Hard reinsurance market may have weakened some cedents

Direct insurers could see their credit ratings come under pressure as a hard reinsurance market shifts costs and earnings volatility to primary carriers, Morningstar has warned.

“Higher attachment points, more exclusions, reduced coverage terms, and higher reinsurance prices have left many insurers with more risk on their balance sheet,” Morningstar analysts wrote in their latest research.

Primary carriers who either can't hold margins by hiking rates apace or can't stave off earnings volatility by buying as much reinsurance coverage may face “adverse credit rating implications,” authors warned.

The common reaction for carriers of retail lines has been to trim reinsurance coverage and open the door to greater earnings volatility, Morningstar claimed.
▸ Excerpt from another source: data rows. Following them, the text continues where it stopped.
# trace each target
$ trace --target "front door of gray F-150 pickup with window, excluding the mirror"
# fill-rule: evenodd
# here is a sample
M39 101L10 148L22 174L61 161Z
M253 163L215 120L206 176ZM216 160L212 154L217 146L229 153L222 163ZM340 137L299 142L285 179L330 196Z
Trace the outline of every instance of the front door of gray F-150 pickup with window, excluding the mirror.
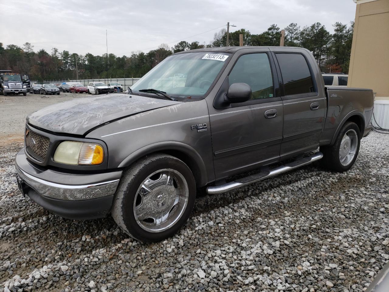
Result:
M268 49L242 54L224 81L221 96L230 84L247 83L250 100L225 109L209 105L216 179L279 161L284 113L282 100L275 96L278 79L273 78L272 62Z

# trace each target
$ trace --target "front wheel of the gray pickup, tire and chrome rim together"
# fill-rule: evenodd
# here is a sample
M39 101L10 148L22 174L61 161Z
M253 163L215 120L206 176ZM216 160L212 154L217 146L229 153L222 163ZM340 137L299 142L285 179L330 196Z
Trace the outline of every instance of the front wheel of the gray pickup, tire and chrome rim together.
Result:
M184 225L195 198L189 167L173 156L154 154L123 174L111 213L117 225L135 239L160 241Z

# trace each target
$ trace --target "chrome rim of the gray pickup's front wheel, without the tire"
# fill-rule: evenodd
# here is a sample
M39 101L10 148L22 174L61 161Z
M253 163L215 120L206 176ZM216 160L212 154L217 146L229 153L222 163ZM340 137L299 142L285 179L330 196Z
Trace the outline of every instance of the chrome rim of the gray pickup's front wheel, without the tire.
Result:
M189 199L186 179L174 169L161 169L149 175L135 195L135 220L148 232L162 232L181 218Z

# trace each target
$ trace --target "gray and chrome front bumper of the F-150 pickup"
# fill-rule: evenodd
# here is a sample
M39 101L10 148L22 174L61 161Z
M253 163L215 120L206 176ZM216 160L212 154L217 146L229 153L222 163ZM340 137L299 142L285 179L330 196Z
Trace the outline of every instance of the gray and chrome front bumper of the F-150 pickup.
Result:
M22 149L15 159L21 192L34 202L70 219L105 217L111 208L122 171L75 174L32 164Z

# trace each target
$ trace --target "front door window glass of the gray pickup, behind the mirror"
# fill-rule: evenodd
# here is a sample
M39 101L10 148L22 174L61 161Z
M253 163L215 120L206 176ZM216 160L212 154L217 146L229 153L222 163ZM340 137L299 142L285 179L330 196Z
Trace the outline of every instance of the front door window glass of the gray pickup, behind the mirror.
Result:
M247 83L251 87L251 98L266 99L273 97L273 77L266 53L241 56L228 76L228 82Z

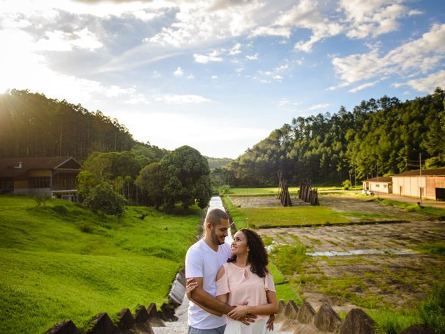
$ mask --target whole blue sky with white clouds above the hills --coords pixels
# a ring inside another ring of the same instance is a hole
[[[293,118],[445,88],[443,0],[0,0],[0,93],[236,158]]]

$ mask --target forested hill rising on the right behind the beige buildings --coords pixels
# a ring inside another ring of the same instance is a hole
[[[362,180],[445,166],[444,90],[401,102],[363,101],[352,111],[293,118],[225,169],[234,185],[277,184],[277,171],[298,184]],[[426,165],[426,166],[425,166]]]

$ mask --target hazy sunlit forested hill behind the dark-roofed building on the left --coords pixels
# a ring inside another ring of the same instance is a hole
[[[80,104],[28,90],[0,95],[0,157],[72,156],[130,150],[136,141],[118,120]]]

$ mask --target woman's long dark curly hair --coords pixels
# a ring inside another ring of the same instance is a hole
[[[268,257],[263,239],[261,239],[257,232],[248,228],[241,228],[238,232],[243,232],[248,239],[248,264],[250,264],[252,273],[256,273],[259,277],[266,277],[266,273],[268,273],[266,267],[268,264]],[[236,255],[232,255],[227,262],[234,262],[235,260]]]

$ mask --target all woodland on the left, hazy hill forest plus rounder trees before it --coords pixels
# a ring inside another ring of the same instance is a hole
[[[171,211],[211,198],[209,163],[194,148],[172,152],[139,143],[118,120],[80,104],[29,90],[0,95],[0,157],[79,159],[79,198],[90,209],[120,215],[124,205]]]

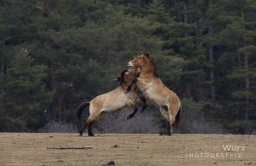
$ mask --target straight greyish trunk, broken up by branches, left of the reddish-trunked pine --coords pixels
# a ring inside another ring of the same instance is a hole
[[[211,5],[212,5],[212,1],[209,0],[209,10],[211,10]],[[212,15],[209,14],[209,20],[212,19]],[[208,27],[208,34],[211,35],[212,34],[212,27],[211,25],[209,25]],[[209,45],[209,48],[208,48],[209,52],[208,52],[208,55],[209,55],[209,62],[213,63],[213,46],[212,45]],[[211,80],[214,78],[214,71],[211,71],[209,73],[209,76],[211,78]],[[215,107],[216,106],[216,102],[215,102],[215,86],[211,85],[211,106]]]

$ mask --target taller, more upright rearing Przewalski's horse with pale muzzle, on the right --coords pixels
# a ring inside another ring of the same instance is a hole
[[[142,52],[128,62],[127,66],[129,68],[141,68],[140,76],[134,79],[132,84],[136,83],[136,86],[140,88],[145,98],[155,106],[160,107],[160,112],[166,120],[166,129],[160,135],[168,133],[169,126],[171,133],[168,135],[172,135],[174,125],[178,127],[180,123],[182,104],[178,96],[160,80],[155,58],[152,58],[148,52]],[[130,92],[132,84],[128,86],[125,93]]]

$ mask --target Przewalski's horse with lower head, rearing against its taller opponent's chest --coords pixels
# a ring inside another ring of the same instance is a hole
[[[136,112],[138,111],[137,106],[134,104],[136,102],[143,102],[142,111],[146,109],[146,100],[145,98],[140,98],[137,96],[137,87],[136,85],[132,86],[131,93],[124,94],[127,86],[137,78],[140,74],[140,69],[124,69],[120,73],[120,77],[116,78],[116,81],[120,81],[120,86],[118,86],[115,90],[108,92],[106,94],[102,94],[97,96],[90,102],[84,102],[78,106],[76,110],[76,116],[80,124],[82,125],[79,133],[82,136],[84,128],[88,125],[88,135],[94,136],[92,133],[92,124],[101,118],[104,117],[106,113],[113,113],[125,108],[126,106],[130,106],[134,109],[134,112],[127,117],[127,120],[134,117]],[[90,116],[86,119],[84,124],[81,121],[82,111],[86,106],[90,105]]]

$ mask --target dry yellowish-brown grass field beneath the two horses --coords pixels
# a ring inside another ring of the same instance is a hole
[[[86,135],[86,134],[84,134]],[[0,133],[0,165],[244,165],[256,163],[256,135]],[[47,149],[59,146],[92,149]],[[119,147],[112,148],[113,145]],[[219,151],[193,151],[191,146],[219,146]],[[222,145],[245,146],[223,151]],[[139,147],[139,148],[138,148]],[[186,157],[186,153],[241,153],[241,157]]]

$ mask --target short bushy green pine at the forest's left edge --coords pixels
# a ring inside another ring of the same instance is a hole
[[[21,50],[7,74],[1,74],[1,131],[36,131],[46,122],[44,112],[53,96],[42,82],[47,67],[32,63],[27,50]]]

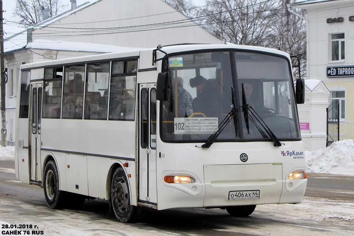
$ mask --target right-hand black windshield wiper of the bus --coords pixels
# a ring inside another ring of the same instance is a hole
[[[246,102],[246,96],[245,96],[245,90],[244,90],[244,86],[242,84],[242,110],[244,112],[244,116],[245,116],[245,123],[246,123],[246,128],[247,128],[247,132],[250,133],[250,129],[249,129],[249,111],[250,114],[253,116],[252,117],[252,122],[256,125],[257,129],[259,131],[261,131],[261,129],[259,128],[259,126],[257,126],[256,121],[258,121],[258,123],[263,127],[263,129],[265,130],[265,132],[268,134],[269,138],[272,139],[273,145],[275,147],[279,147],[281,146],[281,143],[279,142],[279,139],[275,136],[275,134],[272,132],[272,130],[267,126],[267,124],[262,120],[261,116],[258,115],[258,113]],[[257,116],[256,116],[257,115]],[[255,120],[254,120],[255,119]],[[262,132],[261,132],[262,134]],[[264,133],[263,133],[264,134]],[[262,134],[262,136],[263,136]]]

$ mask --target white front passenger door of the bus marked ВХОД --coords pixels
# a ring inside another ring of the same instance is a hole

Alternatives were few: regulated rates stood no chance of keeping pace with sudden runaway inflation.

The higher attachment points and higher co-participation rates most frequently used to trim overall reinsurance coverage “could increase income volatility and negatively pressure their credit rating,” especially for lower solvency carriers.

Commercial line carriers, in turn, have been better able to push the reinsurance cost increase onto clients.

Reprieve won’t come soon. “We expect the challenging reinsurance market conditions to persist over the short to medium term but to moderate with lower inflation and as reinsurance capacity increases,” authors said, citing chiefly suppressed reinsurance capital levels and upwards drivers on demand for reinsurance.